While it hasn’t been officially found in Gisborne, Lois says it is possible it's already here and just gone unnoticed.

The rust is a serious fungal disease that affects plants in the myrtle family, which includes pōhutukawa, eucalyptus and mānuka. It has devastated ecosystems in Hawaii and the east coast of Australia and been identified in the top three biosecurity threats to New Zealand by the Ministry for Primary Industries.

“It's a tremendous threat to pōhutukawa particularly,” says Lois. “The pōhutukawa seems very susceptible. Any chance we have of controlling its spread lies in early detection and we need our community out there being our eyes on the ground, looking out for it.”

She’s quick to add – look but don’t touch.

“Just take a photo and call us. It can spread easily from disturbance.”

A new app has been designed to help people take part in a nationwide move to monitor myrtle rust. The new bilingual app allows them to record a dozen potential host plants and  easily report anything they find suspicious. The myrtle rust reporter app is freely available in the iPhone and Android app stores.

Check these plants regularly and look for telltale yellow spores on new growth.”

Lois says the whole district falls into the high risk category, and particularly up the East Coast where rainfall can be high and temperatures hot.

In March myrtle rust was found to be widespread on pōhutukawa on Raoul Island, and in early May was found in plants at a nursery in Northland. In the following two months it was found in Taranaki, Waikato and in July, in the Bay of Plenty. It has now been found in Auckland.

Myrtle rust generally attacks soft, new growth, including leaf surfaces, shoots, buds, flowers, and fruit. The spores are microscopic and can easily spread across large distances by wind, or via insects, birds, people, or machinery.

The spores are thought to be capable of crossing the Tasman Sea from Australia to New Zealand on wind currents, and the experts say that is probably how it arrived on our shores.

The disease thrives in moist conditions with temperatures of 15-25 degrees when it is easily able to be identified on infested plants. MPI is working to identify approaches to managing this disease, however rust diseases are notoriously difficult to control. Early detection of any outbreak in New Zealand will be vital to any attempt to manage it.

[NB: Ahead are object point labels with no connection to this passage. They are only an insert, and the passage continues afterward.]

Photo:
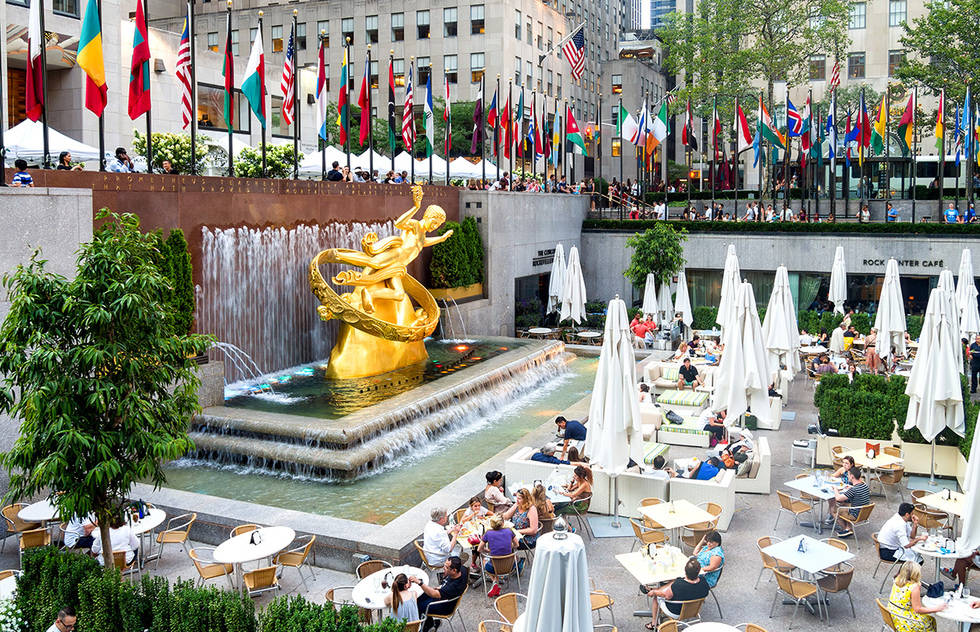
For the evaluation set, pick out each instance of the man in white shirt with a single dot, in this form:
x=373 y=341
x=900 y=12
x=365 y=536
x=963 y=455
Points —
x=899 y=534
x=438 y=543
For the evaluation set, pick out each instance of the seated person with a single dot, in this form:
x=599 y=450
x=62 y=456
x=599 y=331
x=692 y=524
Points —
x=691 y=586
x=547 y=455
x=688 y=375
x=454 y=583
x=121 y=537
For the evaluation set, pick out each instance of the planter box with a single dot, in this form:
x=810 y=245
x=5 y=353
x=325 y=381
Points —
x=458 y=293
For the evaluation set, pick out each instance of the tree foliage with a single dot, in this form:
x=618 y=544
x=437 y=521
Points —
x=658 y=250
x=91 y=368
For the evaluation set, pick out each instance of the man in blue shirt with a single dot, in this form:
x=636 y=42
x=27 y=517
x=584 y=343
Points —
x=572 y=431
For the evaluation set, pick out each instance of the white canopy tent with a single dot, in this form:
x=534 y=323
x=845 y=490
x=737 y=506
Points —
x=572 y=298
x=890 y=317
x=742 y=380
x=615 y=435
x=557 y=280
x=838 y=281
x=26 y=140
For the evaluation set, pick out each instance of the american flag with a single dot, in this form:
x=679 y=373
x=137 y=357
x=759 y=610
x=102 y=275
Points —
x=574 y=51
x=184 y=73
x=408 y=114
x=288 y=84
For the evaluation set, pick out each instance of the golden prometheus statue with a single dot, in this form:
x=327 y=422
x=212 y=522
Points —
x=381 y=329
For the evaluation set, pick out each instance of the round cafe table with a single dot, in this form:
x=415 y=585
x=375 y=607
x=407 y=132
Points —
x=368 y=592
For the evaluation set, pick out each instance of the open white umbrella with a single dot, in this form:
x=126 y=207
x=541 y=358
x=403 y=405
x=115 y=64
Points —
x=890 y=317
x=682 y=300
x=730 y=281
x=838 y=281
x=966 y=297
x=573 y=290
x=615 y=435
x=935 y=397
x=742 y=380
x=557 y=280
x=780 y=330
x=650 y=296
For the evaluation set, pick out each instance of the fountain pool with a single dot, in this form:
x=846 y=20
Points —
x=406 y=480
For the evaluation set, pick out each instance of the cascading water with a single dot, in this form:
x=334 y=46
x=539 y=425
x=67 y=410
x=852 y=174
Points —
x=255 y=295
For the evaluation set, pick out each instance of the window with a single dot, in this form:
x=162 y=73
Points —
x=422 y=23
x=855 y=66
x=347 y=31
x=449 y=67
x=211 y=109
x=895 y=59
x=897 y=12
x=323 y=30
x=617 y=81
x=477 y=67
x=397 y=27
x=818 y=67
x=477 y=23
x=858 y=15
x=301 y=36
x=449 y=17
x=277 y=39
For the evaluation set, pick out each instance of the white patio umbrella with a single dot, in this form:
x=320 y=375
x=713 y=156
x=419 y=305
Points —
x=615 y=435
x=557 y=279
x=730 y=281
x=650 y=296
x=780 y=331
x=935 y=397
x=966 y=297
x=682 y=300
x=742 y=380
x=572 y=297
x=890 y=317
x=838 y=281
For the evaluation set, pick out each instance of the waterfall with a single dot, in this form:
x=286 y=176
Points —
x=255 y=292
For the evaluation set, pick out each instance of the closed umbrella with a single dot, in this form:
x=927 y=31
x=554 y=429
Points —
x=742 y=380
x=780 y=330
x=573 y=290
x=557 y=279
x=935 y=396
x=890 y=317
x=838 y=281
x=615 y=435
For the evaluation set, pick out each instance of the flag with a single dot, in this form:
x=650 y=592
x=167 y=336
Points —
x=428 y=117
x=362 y=102
x=574 y=51
x=228 y=72
x=253 y=83
x=477 y=124
x=573 y=134
x=91 y=61
x=139 y=69
x=343 y=109
x=878 y=131
x=34 y=101
x=392 y=133
x=794 y=120
x=906 y=126
x=408 y=112
x=288 y=82
x=321 y=94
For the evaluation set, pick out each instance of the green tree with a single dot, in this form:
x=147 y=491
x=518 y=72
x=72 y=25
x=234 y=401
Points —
x=102 y=388
x=658 y=250
x=943 y=44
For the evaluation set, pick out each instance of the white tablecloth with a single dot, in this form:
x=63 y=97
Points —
x=558 y=594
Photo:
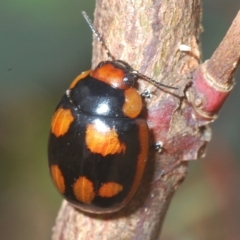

Severe infestations can kill affected plants and have long-term impacts on the regeneration of young plants and seedlings. It is not known how this disease will affect New Zealand species.

How to spot myrtle rust

Symptoms to look out for on myrtle plants are:

Bright yellow powdery eruptions appearing on the underside of the leaf (young infection)

Bright yellow powdery eruptions on both sides of the leaf (mature infection)

Brown/grey rust pustules (older spores) on older lesions.

Some leaves may become buckled or twisted and die off.

The first signs of myrtle rust infection are tiny raised spots that are brown to grey, often with red-purple haloes. Up to 14 days after infection, the spots produce masses of distinctive yellow spores.